June 15 2006
Dunga says Brazil can do better
(30 June 2006) - Dunga, captain of the Brazilian squad which lifted the 1994 World Cup title, is an avid supporter of 6 villages for 2006, the joint charity campaign between FIFA and SOS Children's Villages for the 2006 FIFA World Cup™ . He is also one of more than 100 footballers to serve as an honorary FIFA/SOS ambassador and, over the past years, has been involved in numerous events and projects for the benefit of SOS Children's Villages. This week, Dunga teamed up with former Mexican football star Hugo Sanchez to visit the SOS Children's Village in Ammersee and play football with the children there.
Dunga, what made you decide to become a FIFA/SOS ambassador?
Dunga: As a footballer I gained riches, fame, many opportunities and I travelled the world. I wanted to give something back and enable others to have opportunities in their lives. Back home in Brazil I have several charitable projects, for example a cancer hospital, so working with SOS Children's Villages was a natural extension of this work and enabled me to help other people have a better chance in life.
How do you see the World Cup supporting vulnerable children?
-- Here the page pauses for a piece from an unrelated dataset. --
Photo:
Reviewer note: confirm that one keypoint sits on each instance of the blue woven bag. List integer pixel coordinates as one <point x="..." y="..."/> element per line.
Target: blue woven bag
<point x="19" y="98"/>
Dunga: Politics, race, religion - none of them matter at the World Cup. It's a very special event and people from all over the world come together. In four years' time in South Africa, there will be an incredible improvement in the infrastructure, thanks to the World Cup. The work that SOS Children' Villages is doing through the 6 villages for 2006 campaign is helping to raise awareness, so that more can be gained from the World Cup.
What do you think of the performance of the Brazilian team so far?
Dunga: The Brazilian team is not playing to their maximum but are only giving the amount needed to win. Brazil has great players with a lot of talent - they can all do better both as individuals and as a team. I think they have a good chance of becoming six-time winners but nothing is ever certain. I was part of the victorious 1994 World Cup winning team and the 1998 Brazil team. So as you can see, favourites don't always win. Many Brazilian players work outside of Brazil, so when they come together they pool all of their strengths, in contrast, for example to the England team. Most of the English players play in England, so they never learn about other styles of play or gain new strengths.
What are your thoughts on the quarterfinal match Brazil vs. France?
Dunga: France had a lot of problems getting through to the knockout stage but they have great players with a lot of talent and a lot of experience. France is a team which can grow and improve when it faces difficulties, and this makes them very strong and very united. It's going to be a difficult match for Brazil and a very good match in terms of quality. But Brazil also has a tendency to improve its game in accordance to its opponent and can also play better when needed.
In your opinion, who are the favourites to win the World Cup?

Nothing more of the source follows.